An Architecture of a hypermedia DBMS supporting physical data independence

Authors
T. Prückler, M. Schrefl
Paper
Prue96c (1996)
Citation
(Preliminary version of "Achieving physical data independence in hypermedia databases")
Resources
Copy  (In order to obtain the copy please send an email with subject  Prue96c  to dke.win@jku.at)
BibTeX

Abstract

As a large amount of hypermedia data is collected the question of storing this data in a hypermedia database arises. Hypermedia databases have to deal with a host of new problems and problems solved for conventional databases resurface in a different form or demand a different solution. The goal of the hypermedia database we are creating is the support of typical hypermedia applications with highly interlinked pieces of information in different media. One of the problems encountered is how to separate applications from the data so that the same data can be used by many applications and changes to data organization have - besides run-time - no effect on applications. In conventional databases this problem is solved by the concepts of physical and logical data independence.

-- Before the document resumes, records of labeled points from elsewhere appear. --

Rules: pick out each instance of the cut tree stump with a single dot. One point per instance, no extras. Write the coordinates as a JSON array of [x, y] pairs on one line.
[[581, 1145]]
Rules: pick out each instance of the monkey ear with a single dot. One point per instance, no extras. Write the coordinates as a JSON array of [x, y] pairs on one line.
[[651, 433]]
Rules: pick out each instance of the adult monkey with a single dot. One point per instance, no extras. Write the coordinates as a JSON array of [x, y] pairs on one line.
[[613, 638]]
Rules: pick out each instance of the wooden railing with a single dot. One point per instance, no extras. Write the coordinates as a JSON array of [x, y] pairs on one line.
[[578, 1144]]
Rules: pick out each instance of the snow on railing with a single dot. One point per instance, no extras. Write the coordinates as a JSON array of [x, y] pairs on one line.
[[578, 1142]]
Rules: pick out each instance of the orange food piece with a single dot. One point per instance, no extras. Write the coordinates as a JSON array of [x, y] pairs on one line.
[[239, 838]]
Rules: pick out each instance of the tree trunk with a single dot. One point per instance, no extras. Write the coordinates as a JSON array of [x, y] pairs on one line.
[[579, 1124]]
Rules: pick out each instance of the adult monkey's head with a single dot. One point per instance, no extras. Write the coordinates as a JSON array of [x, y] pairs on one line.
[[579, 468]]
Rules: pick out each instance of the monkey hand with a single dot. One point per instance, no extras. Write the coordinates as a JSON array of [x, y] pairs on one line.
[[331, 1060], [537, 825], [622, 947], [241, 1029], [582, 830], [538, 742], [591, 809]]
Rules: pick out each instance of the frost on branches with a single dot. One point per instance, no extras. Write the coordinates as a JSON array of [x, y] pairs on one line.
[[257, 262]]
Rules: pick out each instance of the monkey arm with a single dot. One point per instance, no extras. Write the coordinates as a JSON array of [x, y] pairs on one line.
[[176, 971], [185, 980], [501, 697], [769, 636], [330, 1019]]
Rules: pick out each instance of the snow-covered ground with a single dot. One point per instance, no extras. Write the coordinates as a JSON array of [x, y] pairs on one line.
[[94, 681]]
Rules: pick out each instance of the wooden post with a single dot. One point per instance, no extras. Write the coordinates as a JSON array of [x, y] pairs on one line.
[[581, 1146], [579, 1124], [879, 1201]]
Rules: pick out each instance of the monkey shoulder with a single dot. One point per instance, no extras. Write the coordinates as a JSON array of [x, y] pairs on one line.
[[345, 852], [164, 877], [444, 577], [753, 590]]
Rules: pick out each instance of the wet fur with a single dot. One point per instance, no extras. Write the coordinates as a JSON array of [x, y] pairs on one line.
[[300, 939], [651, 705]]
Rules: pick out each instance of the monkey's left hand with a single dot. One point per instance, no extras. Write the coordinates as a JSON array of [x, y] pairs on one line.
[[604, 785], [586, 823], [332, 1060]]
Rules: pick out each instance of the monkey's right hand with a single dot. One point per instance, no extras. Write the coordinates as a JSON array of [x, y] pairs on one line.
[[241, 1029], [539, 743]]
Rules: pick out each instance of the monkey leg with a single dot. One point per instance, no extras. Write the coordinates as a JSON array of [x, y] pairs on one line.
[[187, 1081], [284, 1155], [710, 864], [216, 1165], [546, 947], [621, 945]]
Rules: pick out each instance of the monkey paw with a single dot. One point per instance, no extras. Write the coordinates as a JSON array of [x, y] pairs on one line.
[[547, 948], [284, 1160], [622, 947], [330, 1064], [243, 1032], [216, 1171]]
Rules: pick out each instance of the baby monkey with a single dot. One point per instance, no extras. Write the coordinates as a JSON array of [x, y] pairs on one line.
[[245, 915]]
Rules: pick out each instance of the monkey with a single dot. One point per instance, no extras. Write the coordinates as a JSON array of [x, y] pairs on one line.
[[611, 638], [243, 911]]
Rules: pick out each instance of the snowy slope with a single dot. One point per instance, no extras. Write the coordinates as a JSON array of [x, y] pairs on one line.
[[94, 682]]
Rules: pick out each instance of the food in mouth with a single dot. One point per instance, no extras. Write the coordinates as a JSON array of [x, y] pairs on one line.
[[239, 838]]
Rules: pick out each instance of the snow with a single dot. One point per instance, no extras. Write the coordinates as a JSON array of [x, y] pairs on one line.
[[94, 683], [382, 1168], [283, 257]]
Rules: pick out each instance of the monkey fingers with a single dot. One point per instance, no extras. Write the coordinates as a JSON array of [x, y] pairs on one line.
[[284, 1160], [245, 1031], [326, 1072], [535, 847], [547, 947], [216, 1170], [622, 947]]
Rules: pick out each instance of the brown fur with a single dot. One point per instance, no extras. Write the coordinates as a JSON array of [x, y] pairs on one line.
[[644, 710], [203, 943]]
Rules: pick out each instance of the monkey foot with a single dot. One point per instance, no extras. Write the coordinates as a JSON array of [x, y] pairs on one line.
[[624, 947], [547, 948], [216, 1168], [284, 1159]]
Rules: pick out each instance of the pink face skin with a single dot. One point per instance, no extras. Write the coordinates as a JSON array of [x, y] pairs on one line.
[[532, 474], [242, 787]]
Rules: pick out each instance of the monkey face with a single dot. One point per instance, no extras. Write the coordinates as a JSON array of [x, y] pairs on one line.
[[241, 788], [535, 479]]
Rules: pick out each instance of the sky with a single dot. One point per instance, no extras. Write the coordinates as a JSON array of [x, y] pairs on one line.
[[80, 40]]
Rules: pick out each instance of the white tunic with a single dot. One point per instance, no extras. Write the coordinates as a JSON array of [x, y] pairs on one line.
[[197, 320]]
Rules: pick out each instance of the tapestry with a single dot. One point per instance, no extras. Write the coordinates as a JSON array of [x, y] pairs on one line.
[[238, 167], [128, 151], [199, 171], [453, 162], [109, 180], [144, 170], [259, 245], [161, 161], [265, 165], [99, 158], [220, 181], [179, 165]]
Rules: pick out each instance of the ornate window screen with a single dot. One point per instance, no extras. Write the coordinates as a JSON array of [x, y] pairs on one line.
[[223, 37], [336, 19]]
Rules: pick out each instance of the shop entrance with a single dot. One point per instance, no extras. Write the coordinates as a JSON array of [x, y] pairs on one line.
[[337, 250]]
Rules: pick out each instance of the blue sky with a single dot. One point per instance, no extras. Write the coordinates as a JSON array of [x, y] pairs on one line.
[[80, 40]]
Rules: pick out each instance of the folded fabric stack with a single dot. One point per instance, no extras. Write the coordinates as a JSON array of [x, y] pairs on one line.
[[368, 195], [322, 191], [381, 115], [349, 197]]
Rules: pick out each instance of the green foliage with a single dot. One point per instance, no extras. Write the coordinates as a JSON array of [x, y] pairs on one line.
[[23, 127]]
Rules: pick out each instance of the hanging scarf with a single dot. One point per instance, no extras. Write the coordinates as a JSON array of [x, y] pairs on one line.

In this article we argue that the concept of physical data independence can be applied beneficially to hypermedia databases. So far, while the demand for physical data independence has been voiced in a number of papers, only partial solutions have been proposed. We will describe the part of a hypermedia database management system which deals with physical data independence and show how an existing database management system can be extended in that direction. In particular, we will present a DataBlade for Illustra, extending Illustra with physical data independence for images. Illustra is a commercial version of Postgres [Stonebraker and Kemnitz, 1991] and provides extensibility by DataBlades, which group types, tables and functions.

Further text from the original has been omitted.